A 'mystery' that is called Chetan Bhagat!

Since so much is routinely said about Chetan Bhagat and his work, it is unlikely that I will be able to add anything new. Yet the lure of making a comment on the one bonafide publishing phenomenon in India is at times too much, especially on the eve of yet another novel coming out.

The new one is called One Indian Girl and an opening chapter is available on Amazon. The narrator here is one Radhika Mehta, an investment banker about to have an arranged marriage. She makes good money, has an opinion on everything, and has had a couple of boyfriends — she thinks that being a woman, these things make her less likeable to men.

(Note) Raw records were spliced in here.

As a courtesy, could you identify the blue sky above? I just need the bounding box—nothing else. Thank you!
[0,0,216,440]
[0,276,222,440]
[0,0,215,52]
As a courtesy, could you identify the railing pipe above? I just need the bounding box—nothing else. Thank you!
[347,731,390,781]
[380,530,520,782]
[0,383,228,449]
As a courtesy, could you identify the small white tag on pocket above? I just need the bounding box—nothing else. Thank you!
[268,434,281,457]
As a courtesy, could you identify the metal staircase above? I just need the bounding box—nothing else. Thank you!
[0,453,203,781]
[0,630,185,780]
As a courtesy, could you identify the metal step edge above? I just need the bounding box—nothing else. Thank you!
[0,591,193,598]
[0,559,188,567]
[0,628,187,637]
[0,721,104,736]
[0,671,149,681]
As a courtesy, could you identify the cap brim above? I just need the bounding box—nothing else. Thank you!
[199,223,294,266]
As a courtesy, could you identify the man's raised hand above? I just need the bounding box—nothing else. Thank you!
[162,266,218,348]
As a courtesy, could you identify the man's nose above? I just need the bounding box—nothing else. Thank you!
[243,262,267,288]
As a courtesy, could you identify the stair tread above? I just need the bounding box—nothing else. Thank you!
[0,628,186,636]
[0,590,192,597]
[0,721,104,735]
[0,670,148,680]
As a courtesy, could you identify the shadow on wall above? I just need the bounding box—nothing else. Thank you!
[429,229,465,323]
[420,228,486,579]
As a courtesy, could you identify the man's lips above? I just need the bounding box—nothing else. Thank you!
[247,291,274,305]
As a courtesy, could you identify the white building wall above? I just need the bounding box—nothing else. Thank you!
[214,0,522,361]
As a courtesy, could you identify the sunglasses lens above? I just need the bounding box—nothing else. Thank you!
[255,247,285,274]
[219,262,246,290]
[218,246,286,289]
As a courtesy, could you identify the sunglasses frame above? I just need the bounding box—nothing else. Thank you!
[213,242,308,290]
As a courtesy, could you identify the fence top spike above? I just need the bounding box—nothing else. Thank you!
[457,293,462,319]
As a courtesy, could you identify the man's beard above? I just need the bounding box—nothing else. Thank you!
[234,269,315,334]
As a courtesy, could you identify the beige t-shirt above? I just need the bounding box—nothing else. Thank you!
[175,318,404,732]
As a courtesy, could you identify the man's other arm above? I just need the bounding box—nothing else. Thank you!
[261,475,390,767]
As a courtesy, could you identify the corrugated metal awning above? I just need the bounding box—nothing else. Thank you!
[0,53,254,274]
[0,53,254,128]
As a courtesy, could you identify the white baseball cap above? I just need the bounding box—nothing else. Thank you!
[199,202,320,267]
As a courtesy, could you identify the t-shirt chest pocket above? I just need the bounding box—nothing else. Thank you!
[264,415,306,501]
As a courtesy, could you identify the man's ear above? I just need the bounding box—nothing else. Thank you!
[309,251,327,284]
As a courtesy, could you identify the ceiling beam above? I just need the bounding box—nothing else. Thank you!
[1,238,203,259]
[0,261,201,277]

The Indian novelist Amit Chaudhuri made an interesting point in writing about Bhagat’s work in a website called Antiserious, something to the following effect — while Literature remains an imponderable, Bhagat’s contribution in India has been to delineate what it is definitely not. In other words, Bhagat’s work is, if not the quintessence of what may be called Un-Literature, definitely closer to its heart.

Yet there is one thing that Bhagat’s work definitely is, and which is  symptomatic, even emblematic, of what could be called aspirational India. True, it doesn’t take any high talent to capture the zeitgeist in broad strokes, but Bhagat has made his job to do that consistently. The titles of his non-fiction books — What Young India Wants, Making India Awesome — tell us, respectively, about his claims to know our desires today, and the road to be taken to fulfill them spectacularly.

One could also argue that the broad strokes in which Bhagat functions are the broad strokes of the zeitgeist. His Radhika in One Indian Girl had an opinion on everything, but not on the fact that her story is titled as it is and not One Indian Woman instead. In this particular novel, where Bhagat’s desire seems to be to softly tackle aspects of feminism, to basically talk about what it is to be an independent woman in India while facing classic questions of matrimony, etc, even in this novel it probably did not enter Bhagat’s mind once that ‘Woman’ was a more appropriate word than ‘Girl’. Yet, it is difficult to be sure if Bhagat is absent-minded here or is marketing mandated he use ‘Girl’ instead of ‘Woman’. Conversely, if a future novel of his is about a man, it is difficult to imagine it being titled ‘One Indian Boy’ instead of ‘One Indian Man’. Bhagat gives us what we take absent-mindedly, and thus Bhagat’s tiny political mishaps are, the argument goes, the mishaps of the zeitgeist.

But considering the marketing force that he is, one fears if the loop is being closed. Are Bhagat’s mistakes and misappropriations feeding back to the culture? The man writes opinion pieces in big newspapers. Is Bhagat still a symptom any more, or is he part of the ailment itself?